Débrouille ou débarbouille ? On a longtemps pris l’un pour l’autre.
On a mis un point d’honneur à ne plus rien toucher, à ne surtout plus rien toucher,
ou seulement en pensée,
bien emballé,
esthéticienne envolée.
Le tiroir cérébral sauvé des mers d’égout.
On a même fini par ne plus rien approcher et là, on a connu le sidéral
sidération
le temps s’arrête
l’énorme vide quand on s’extrait aussi loin qu’on n’aurait jamais cru.
La tête devient immense, difforme, allô Elephant Man ?
Macrocéphale de foire.
Quitte à être regardée.

L’indignité humaine qui collait à sa peau de cochonne.

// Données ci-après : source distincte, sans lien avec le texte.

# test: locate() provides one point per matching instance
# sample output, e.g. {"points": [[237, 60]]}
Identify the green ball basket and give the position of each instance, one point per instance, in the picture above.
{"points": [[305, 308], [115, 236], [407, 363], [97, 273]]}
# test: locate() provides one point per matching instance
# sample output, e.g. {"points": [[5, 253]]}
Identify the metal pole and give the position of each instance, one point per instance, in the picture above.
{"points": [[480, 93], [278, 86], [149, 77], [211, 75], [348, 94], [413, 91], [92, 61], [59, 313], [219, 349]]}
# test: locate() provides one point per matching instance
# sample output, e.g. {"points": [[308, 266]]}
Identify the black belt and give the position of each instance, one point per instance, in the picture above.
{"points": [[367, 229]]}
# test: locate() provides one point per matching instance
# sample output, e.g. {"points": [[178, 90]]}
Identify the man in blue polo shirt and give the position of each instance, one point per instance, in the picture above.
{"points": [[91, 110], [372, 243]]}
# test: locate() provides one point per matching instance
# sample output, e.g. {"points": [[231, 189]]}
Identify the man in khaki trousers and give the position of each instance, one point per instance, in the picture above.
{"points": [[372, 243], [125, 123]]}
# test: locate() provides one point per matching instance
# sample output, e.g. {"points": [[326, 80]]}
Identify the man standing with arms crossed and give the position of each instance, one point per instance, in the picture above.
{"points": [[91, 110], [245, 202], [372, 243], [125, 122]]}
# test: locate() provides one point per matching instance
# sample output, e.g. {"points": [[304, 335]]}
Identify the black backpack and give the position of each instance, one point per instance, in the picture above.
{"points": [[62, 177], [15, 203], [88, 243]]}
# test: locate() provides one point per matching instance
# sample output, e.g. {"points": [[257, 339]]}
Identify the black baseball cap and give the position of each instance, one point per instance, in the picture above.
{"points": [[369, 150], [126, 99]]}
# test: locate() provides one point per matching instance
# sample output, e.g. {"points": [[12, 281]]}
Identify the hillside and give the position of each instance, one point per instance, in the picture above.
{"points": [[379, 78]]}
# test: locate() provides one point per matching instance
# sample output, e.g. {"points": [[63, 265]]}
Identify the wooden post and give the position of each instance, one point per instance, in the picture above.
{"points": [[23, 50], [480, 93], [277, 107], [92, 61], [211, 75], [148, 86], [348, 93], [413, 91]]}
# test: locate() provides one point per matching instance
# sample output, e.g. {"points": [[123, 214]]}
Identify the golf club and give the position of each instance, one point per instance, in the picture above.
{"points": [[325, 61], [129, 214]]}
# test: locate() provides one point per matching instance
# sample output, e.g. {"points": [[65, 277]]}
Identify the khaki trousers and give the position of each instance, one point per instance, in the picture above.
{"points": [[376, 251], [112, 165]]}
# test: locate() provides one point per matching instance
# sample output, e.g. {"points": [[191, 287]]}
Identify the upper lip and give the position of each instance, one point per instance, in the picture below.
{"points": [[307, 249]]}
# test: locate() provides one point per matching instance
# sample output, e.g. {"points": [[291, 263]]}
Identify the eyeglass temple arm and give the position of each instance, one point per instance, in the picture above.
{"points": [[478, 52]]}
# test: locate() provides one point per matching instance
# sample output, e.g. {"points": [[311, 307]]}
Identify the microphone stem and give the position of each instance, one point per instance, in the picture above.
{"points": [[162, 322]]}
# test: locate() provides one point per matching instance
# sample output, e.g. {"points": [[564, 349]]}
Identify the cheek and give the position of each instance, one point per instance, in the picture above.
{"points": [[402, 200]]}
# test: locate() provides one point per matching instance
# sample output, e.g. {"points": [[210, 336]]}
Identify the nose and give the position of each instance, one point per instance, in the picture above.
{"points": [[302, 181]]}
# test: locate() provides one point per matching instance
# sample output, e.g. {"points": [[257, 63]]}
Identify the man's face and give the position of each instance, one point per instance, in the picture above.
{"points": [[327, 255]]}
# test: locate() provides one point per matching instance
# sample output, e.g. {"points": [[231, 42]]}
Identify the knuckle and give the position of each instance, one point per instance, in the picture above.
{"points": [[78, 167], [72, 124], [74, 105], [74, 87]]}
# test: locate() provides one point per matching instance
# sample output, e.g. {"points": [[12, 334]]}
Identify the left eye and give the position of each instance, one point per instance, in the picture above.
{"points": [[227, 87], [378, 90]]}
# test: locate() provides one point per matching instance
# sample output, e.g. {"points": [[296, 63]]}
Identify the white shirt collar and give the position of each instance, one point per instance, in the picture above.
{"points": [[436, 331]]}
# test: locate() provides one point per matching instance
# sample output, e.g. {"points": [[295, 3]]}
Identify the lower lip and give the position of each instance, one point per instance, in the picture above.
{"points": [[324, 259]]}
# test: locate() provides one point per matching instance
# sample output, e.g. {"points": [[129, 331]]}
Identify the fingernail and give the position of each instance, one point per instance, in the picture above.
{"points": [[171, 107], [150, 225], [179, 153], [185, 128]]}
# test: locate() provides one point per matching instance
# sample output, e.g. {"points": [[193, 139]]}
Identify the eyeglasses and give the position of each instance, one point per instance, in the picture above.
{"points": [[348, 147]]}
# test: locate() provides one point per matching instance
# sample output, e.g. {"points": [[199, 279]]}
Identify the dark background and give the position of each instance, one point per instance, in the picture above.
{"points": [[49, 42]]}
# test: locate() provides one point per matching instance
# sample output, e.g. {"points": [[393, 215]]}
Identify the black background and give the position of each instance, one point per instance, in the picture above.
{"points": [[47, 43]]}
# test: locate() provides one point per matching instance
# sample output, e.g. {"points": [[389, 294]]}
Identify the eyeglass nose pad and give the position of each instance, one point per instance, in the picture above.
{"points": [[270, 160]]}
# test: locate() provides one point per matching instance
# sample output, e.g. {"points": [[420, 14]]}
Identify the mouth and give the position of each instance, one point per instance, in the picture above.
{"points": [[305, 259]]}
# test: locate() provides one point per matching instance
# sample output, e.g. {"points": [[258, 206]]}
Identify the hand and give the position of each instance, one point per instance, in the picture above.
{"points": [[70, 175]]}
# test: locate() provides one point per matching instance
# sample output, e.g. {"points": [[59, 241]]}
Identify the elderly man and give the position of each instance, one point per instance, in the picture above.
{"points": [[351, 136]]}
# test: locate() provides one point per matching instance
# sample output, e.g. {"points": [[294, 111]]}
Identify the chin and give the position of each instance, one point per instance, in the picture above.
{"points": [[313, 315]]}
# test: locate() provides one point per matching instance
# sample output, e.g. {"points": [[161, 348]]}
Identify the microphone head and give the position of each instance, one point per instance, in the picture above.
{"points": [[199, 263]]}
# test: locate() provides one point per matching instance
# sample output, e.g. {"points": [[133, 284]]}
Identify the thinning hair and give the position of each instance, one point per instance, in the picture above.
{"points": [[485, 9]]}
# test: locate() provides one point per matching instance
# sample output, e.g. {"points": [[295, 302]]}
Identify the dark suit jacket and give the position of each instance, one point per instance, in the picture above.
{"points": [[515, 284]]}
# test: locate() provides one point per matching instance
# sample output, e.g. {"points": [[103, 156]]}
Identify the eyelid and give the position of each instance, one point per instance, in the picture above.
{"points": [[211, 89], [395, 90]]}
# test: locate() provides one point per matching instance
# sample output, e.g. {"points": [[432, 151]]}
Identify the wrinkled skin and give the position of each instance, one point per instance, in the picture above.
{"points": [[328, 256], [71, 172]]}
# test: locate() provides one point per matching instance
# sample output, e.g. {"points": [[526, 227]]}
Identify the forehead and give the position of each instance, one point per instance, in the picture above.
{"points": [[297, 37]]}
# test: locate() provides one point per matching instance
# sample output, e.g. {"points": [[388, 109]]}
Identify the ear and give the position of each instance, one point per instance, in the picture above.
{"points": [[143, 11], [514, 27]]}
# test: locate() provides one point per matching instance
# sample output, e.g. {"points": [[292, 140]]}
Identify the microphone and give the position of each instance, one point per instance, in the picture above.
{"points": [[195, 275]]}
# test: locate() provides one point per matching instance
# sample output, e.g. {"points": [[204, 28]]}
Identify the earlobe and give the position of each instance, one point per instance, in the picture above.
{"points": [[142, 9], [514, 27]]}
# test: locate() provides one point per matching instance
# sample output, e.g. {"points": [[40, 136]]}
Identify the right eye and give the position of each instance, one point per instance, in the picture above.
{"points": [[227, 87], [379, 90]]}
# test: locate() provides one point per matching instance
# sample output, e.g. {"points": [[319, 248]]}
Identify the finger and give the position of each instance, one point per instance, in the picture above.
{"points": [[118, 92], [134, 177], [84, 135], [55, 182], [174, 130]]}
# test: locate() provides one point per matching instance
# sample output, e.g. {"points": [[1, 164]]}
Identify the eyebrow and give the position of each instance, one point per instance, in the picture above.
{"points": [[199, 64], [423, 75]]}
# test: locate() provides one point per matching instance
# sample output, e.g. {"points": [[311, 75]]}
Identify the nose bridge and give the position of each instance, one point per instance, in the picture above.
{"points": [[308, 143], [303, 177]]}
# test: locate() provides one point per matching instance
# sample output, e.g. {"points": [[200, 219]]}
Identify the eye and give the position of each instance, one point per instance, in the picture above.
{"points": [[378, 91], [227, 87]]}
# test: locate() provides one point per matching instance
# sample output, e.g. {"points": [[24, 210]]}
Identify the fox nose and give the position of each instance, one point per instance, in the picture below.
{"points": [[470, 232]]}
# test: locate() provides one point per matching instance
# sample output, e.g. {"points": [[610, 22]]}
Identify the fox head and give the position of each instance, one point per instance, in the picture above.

On nous aimait très fort par endroits et parfois.
On n’y voyait que du feu.
On n’avait pas saisi les rouages de la blague.
On nous avait sans doute pas nettement expliqué.
On en a mis un temps avant de ne plus reculer.
Lente et longue délicate réintégration hérissée de sursauts effroyables.
La tête a dégonflé, en un rien de temps.
Mais là encore, pas compris tout tout de suite.
On n’est pas terminée, on n’est pas hygiénique,
On n’a pas achevé de se sentir merdeuse.
Ca court après nos pas,
et quand ça accélère, toujours irrattrapable.
Le sale moment se passe,
et on reprend la vie tenant tête au miroir.

L’indignité humaine qui ne nous perdra pas.